Warsh Pledges Rate Hikes With "Price Stability" Vow
Get the Finance newsletter
Daily finance — markets, central banks, M&A, the prints that move money. Free.
- Kevin Warsh, in his first FOMC meeting as Fed Chair, held the target federal funds rate at 3.5%-3.75% and closed the unanimous 12-member statement with "The Committee will deliver price stability" — language analysts read as pledging at least one rate hike before year-end
- Inflation has run above the Fed's 2% target for more than five consecutive years and ticked sharply upward to 4.2% this year, forming the backdrop for Warsh's hawkish pivot despite record-high S&P 500 and stronger-than-expected jobs reports
- Bank of America now projects three rate hikes before the end of 2026, a significant tightening path beyond what markets had priced in
- Markets reacted immediately to the signal: the S&P 500 dropped 1.2% and the Nasdaq Composite fell 1.3% on the news
- President Trump initially brushed off the Fed holding rates steady ("It's all right. Whatever.") but called the prospect of rate hikes "hard to believe," adding "It just keeps a country down"

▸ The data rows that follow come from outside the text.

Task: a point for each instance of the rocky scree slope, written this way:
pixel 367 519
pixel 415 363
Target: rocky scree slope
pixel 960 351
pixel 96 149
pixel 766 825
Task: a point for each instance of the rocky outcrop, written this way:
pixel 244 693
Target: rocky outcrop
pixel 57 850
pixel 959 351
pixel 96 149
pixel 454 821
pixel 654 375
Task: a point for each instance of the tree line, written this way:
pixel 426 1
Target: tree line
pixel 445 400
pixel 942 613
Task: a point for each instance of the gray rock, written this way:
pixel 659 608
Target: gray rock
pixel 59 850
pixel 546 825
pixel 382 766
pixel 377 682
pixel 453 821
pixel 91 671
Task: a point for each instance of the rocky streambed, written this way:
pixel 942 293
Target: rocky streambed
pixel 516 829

- Trump nevertheless voiced confidence in his appointee, saying "We have a very good guy over there now" — a familiar posture he also struck when first praising former Chair Jerome Powell
- Warsh's prior Fed tenure (2006–2011) was defined by advocacy for sharp rate increases under Alan Greenspan, suggesting his hawkish stance aligns with his long-held views rather than a political accommodation
Why it matters: Warsh's unambiguous language overrides the hedge-driven Fed-speak markets are used to, and the 1.2% S&P 500 drop shows investors were positioned for a more dovish newcomer; if BofA's three-hike forecast materializes, borrowers face higher rates while the Trump administration loses a key lever for its growth agenda, setting up a 2026 collision between Fed independence and White House pressure.